И снова веснушчатый мальчик неприметно для зрителей тянет время, чтобы дать Моралесу собраться с силами.

Волосатый Осборн ждал, ни малейшим движением не выдавая своего нетерпения. Этот независимый профессионал - крепкий парень! И как не вяжется его спортивная собранность, выдержка, хладнокровие с волнистыми кудрями до плеч, забранными черной бархатной ленточкой, нарочитым колечком усов и бородки вокруг маленького пунцового рта, этакого жеманного ротика в стиле красавиц восемнадцатого столетия! Как должен ненавидеть его Моралес! За женственность, за нежелание проиграть и за свою смертельную усталость. Когда в полуфинале Панчо играл против любителя Иенсена, заметно уступающего ему в классе, и легко выиграл в трех сетах, он даже не счел нужным похлопать того по спине - традиционная любезность в отношении побежденного. Во время игры Иенсен, гордый тем, что прорвался в полуфинал столь крупных соревнований, исполненный умиленного почтения к своему знаменитому сопернику, вел себя наивно-трогательно. Каждый удачный смеш или дроп-шот Моралеса он сопровождал восторженным воплем, воздевал руки к небу, словно призывая господа бога в свидетели, что не виноват в пропущенном ударе. Раз даже присоединился к аплодисментам зрителей после какого-то особенно эффектного прыжка Панчо. Он ничего не выгадывал для себя: состоятельный, независимый человек, он не помышлял о переходе в профессионалы и не играл на публику, просто был добр и рыцарственно благороден. Но по окончании игры в ответ на его крепкое, обеими руками пожатие Моралес лишь зыркнул своим желтым тигриным взглядом и, ни слова не обронив, пошел прочь. И принцу-консорту показалось, что он ненавидит голубоглазого датчанина. За что? За непрофессионализм, за то, что тот явился пусть легким, но все же барьером на пути к победе, за то, что заставил потратить на себя силы, причинил усталость, лишний раз напомнил о годах, о близости неизбежного ухода? Ненависть Моралеса относилась не к Иенсену-человеку, не к Иенсену-игроку, а к Иенсену-соринке, попавшей в глаз. Иенсену-сучку, зацепившему за платье, Иенсену - ничтожной помехе. Как же должен он ненавидеть Осборна, забирающего у него всю силу, высосавшего его, как пиявка!..

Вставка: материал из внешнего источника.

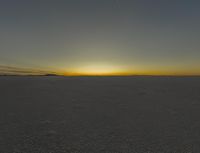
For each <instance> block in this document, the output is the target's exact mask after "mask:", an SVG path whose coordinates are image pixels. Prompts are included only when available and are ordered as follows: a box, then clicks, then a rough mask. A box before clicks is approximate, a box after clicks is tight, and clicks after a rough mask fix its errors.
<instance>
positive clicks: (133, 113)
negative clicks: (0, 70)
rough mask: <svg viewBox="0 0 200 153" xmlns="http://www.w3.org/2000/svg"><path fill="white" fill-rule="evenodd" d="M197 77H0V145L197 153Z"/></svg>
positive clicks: (87, 151) (31, 149)
mask: <svg viewBox="0 0 200 153" xmlns="http://www.w3.org/2000/svg"><path fill="white" fill-rule="evenodd" d="M199 152H200V78H195V77H194V78H175V77H173V78H169V77H163V78H161V77H99V78H98V77H71V78H70V77H0V153H199Z"/></svg>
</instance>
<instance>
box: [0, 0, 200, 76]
mask: <svg viewBox="0 0 200 153" xmlns="http://www.w3.org/2000/svg"><path fill="white" fill-rule="evenodd" d="M199 19H200V1H198V0H1V1H0V73H14V74H17V73H18V74H19V73H54V72H55V73H57V74H65V75H200V29H199V27H200V20H199Z"/></svg>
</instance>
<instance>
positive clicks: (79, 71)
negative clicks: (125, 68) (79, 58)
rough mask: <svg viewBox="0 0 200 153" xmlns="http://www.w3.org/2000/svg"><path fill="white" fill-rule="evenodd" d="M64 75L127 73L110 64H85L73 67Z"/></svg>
mask: <svg viewBox="0 0 200 153" xmlns="http://www.w3.org/2000/svg"><path fill="white" fill-rule="evenodd" d="M65 74H66V75H72V76H73V75H74V76H79V75H86V76H106V75H109V76H112V75H128V72H127V71H126V70H125V69H124V68H122V67H117V66H112V65H100V64H99V65H98V64H97V65H86V66H82V67H79V68H74V69H73V70H71V71H70V72H68V73H65Z"/></svg>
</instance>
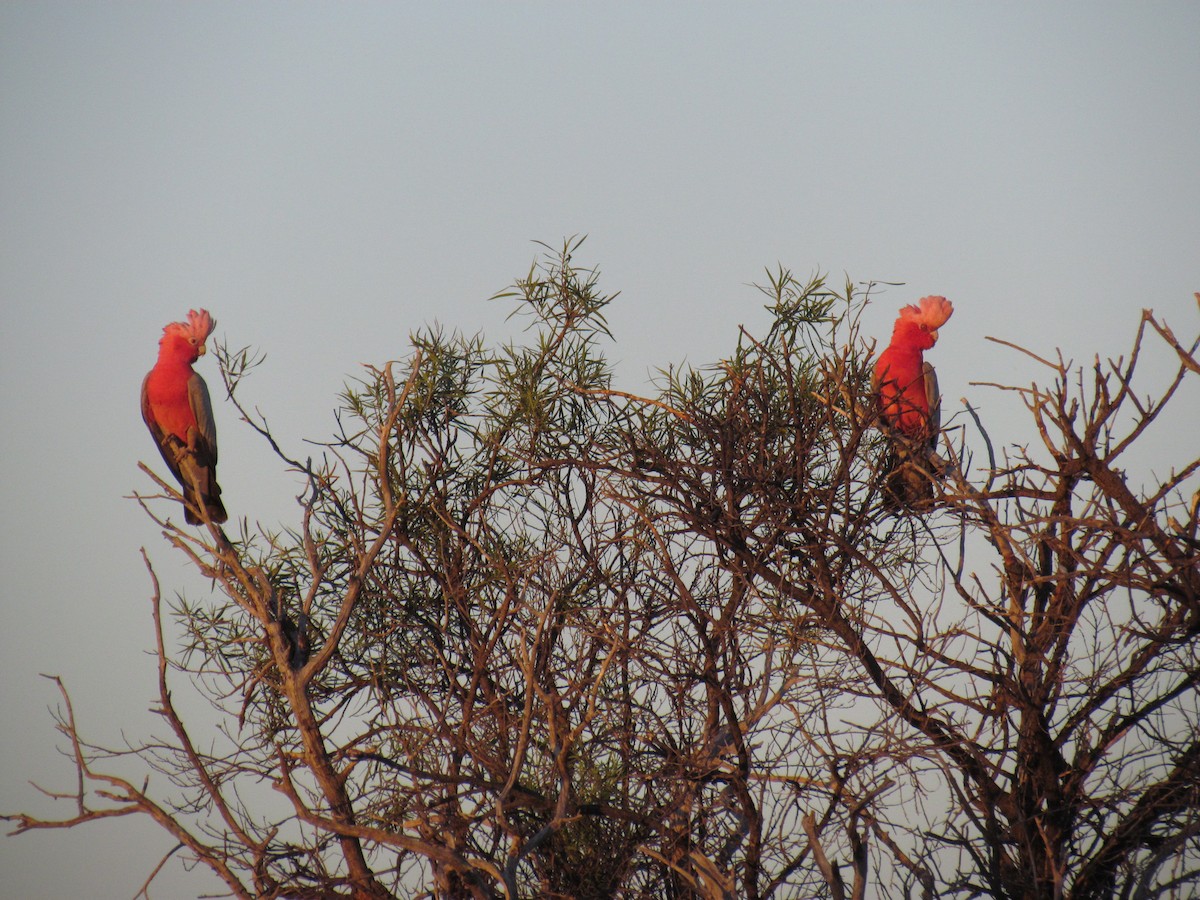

Звук удара по мячу упал принцу-консорту в самое сердце. Грандиозная, сокрушительная, феноменальная подача Моралеса наконец-то состоялась. Мяч, ставший белесым диском, коснулся травяной щетины корта и, казалось, лишь чудом не ушел в грунт. Осборн принял подачу. И не просто принял, а ответил сильнейшим драйвом и ринулся к сетке. Видимо, Моралес действительно был на пределе: вместо того чтобы дать высокую крученую свечу - лучшее оружие против нерослого противника, - он попытался обвести. Удар получился робким. Осборн был на месте, он улыбался своим пунцовым ртом. Моралес знал, что мяч проигран, а с ним и второй матч-бол, и позволил себе слабость: его желтый, отчаянный, почти безумный взгляд скользнул по трибунам, словно взывая о помощи и на какой-то миг скрестился с взглядом принца-консорта. Это случилось в то самое мгновение, когда Осборн, предпочтя из всех эффектных возможностей выигрыша простейшую и надежную, срезал мяч вдоль сетки.

Вопреки приличию и своей пресловутой выдержке, принц-консорт вскочил. "Не умирай!" - сказали его глаза, и то было приказом и мольбой.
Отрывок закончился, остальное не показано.